同行
  “十年前主上受了那样严重的伤,怎么可能悉数恢复,现今也不过是捱得一日算一日罢了。”无奈之下,螭龙只得如是说道。
  螭龙素来心性豁达,而今连他提起苏慕亦的病情,都不免流露出这样一幅惋叹的口吻来。
  承欢一听,心中也已经有了分寸。
  难怪前夜饮酒时,苏慕亦虽然依旧是先前那副洒脱儒雅的模样,然而承欢心中却总隐隐觉得不对劲。
  而今螭龙这样一说,承欢也终于恍然大悟起来,苏慕亦叫承欢感觉到不对劲的地方,正是他总是微微迟缓了一步的动作!
  大抵因着周身经脉的不通畅,苏慕亦每每做出一个动作来,总是需要耗费极大的气力,故而才会微微显得迟缓起来。
  承欢心中已经能够想象得出,那种每日钻心噬骨的疼痛。
  “我们去昆仑山!”承欢当即就怀抱着天隽变转了方向。
  “承欢,主上需要静养,况且你就算去也是无济于事的。”螭龙赶紧出言阻道。
  “天隽,我们去探望慕亦伯伯,可好?”承欢却并不理会螭龙的劝阻,而是扭头看着一侧驾驭着鹨淼奶祧寥嵘实馈?
  天隽看着承欢眸子中难能一见的光华,只能无奈的点了点头。
  苏慕亦对承欢的良苦用心,只得十岁大小的天隽都是懂得的。
  听闻在方才得知承欢坠崖的时候,苏慕亦不管不顾皇上的禁令就闯入京城中来,几乎将整个上清居都付诸一炬。
  而苏慕亦也因为这件事更加惹恼了皇上,几乎就锒铛入狱。
  “走吧,现下说不定还能同慕亦结伴同行一段路途。

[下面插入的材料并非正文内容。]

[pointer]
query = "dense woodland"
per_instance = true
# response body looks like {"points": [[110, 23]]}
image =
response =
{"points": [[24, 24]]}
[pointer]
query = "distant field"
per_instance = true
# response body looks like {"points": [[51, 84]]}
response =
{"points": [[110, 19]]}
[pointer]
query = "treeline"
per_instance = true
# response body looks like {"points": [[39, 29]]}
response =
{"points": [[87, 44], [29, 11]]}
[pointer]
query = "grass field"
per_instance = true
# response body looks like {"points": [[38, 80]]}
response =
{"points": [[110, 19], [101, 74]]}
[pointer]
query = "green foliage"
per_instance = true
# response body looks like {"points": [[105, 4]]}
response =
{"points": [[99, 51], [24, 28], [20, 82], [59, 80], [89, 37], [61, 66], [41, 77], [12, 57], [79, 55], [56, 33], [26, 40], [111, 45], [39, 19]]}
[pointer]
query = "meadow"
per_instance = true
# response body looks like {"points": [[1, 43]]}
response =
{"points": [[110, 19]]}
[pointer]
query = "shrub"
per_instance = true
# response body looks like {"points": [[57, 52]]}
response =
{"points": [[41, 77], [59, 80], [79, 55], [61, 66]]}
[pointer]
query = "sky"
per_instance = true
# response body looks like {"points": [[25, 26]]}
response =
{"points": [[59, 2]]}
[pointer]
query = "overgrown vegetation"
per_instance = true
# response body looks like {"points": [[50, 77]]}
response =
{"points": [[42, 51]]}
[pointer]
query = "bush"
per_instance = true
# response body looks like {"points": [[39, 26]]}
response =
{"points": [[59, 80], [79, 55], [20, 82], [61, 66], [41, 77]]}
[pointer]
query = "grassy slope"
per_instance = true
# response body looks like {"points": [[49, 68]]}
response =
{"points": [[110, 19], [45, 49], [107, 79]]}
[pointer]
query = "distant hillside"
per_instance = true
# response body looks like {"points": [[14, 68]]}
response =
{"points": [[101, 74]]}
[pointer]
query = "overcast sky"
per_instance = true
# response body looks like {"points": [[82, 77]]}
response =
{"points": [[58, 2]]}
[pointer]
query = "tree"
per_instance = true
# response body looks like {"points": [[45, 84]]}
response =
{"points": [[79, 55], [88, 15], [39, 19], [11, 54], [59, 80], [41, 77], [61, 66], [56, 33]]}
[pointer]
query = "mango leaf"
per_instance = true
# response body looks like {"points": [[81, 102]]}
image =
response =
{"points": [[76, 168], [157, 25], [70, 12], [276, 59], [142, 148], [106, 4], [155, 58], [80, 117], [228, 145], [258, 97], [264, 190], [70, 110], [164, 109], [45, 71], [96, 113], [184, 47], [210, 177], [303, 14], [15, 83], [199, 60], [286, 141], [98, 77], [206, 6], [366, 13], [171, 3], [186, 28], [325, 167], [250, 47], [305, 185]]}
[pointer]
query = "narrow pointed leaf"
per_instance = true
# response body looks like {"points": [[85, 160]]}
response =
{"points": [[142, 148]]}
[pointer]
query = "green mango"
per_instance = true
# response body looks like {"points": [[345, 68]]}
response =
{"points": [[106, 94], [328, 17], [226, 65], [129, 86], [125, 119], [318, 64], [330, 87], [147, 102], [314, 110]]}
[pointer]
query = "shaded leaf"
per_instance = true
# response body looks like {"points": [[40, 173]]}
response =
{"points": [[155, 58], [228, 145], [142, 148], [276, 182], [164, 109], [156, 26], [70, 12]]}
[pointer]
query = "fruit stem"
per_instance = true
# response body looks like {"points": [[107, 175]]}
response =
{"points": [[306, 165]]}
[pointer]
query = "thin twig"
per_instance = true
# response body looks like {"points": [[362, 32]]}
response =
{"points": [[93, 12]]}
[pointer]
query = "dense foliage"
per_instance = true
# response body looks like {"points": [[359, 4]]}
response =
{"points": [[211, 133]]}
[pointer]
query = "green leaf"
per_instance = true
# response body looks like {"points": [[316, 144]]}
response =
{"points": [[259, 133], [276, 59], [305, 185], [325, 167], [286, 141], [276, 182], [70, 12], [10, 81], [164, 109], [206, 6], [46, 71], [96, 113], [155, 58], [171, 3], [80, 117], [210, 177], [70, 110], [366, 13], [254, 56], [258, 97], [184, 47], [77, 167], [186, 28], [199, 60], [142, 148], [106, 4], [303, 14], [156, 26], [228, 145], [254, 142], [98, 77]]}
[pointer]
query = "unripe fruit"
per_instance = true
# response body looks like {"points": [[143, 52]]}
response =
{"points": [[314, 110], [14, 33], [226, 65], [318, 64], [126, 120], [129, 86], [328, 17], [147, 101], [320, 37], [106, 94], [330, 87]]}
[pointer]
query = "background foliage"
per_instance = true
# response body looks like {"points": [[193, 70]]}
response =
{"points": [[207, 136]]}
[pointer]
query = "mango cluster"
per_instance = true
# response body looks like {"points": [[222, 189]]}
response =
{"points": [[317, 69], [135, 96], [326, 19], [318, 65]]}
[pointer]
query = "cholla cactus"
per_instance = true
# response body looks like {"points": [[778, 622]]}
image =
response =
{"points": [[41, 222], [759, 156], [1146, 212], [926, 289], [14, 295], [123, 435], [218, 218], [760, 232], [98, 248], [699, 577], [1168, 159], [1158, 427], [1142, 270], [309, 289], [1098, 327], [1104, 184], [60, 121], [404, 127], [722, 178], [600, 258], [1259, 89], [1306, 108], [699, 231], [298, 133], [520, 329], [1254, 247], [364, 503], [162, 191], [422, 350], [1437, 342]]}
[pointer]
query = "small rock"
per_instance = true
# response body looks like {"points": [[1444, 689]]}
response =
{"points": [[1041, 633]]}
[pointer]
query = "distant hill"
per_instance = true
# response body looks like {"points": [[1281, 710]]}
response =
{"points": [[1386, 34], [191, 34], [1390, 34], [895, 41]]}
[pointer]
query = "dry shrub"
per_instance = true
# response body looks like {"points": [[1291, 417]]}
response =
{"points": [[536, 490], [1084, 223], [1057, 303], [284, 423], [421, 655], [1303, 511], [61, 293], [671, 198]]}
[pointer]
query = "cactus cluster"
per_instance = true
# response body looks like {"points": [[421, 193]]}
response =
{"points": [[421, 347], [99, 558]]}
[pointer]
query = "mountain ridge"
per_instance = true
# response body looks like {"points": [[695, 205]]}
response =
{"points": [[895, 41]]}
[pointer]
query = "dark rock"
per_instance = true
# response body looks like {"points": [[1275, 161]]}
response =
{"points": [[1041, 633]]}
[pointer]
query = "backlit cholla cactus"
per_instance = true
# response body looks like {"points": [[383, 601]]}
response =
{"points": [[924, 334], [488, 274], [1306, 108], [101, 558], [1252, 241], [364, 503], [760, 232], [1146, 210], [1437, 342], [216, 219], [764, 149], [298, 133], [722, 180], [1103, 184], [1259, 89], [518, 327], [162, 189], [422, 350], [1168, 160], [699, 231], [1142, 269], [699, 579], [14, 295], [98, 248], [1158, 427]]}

”见天隽点头应允,承欢就头也不回的说道。
  螭龙已经提到喉头的话语,只得硬生生的咽了回去。
  承欢既然已经下定了决心,只怕就算是螭龙,也无力阻挠。
  更何况苏慕亦能够见到心中日日念想的承欢,想必他的重症也的确能够得到舒缓。
  跟在螭龙身后往西北一侧的严寒地带进发而去,承欢面容依旧是那一抹恬静的微笑,然而一双泼墨瞳仁中却早已波涛汹涌。
  十数年前,苏慕亦还是那个倚坐在桃花树下,儒雅俊朗喝着桃花酿吟唱着桃花庵歌的男子。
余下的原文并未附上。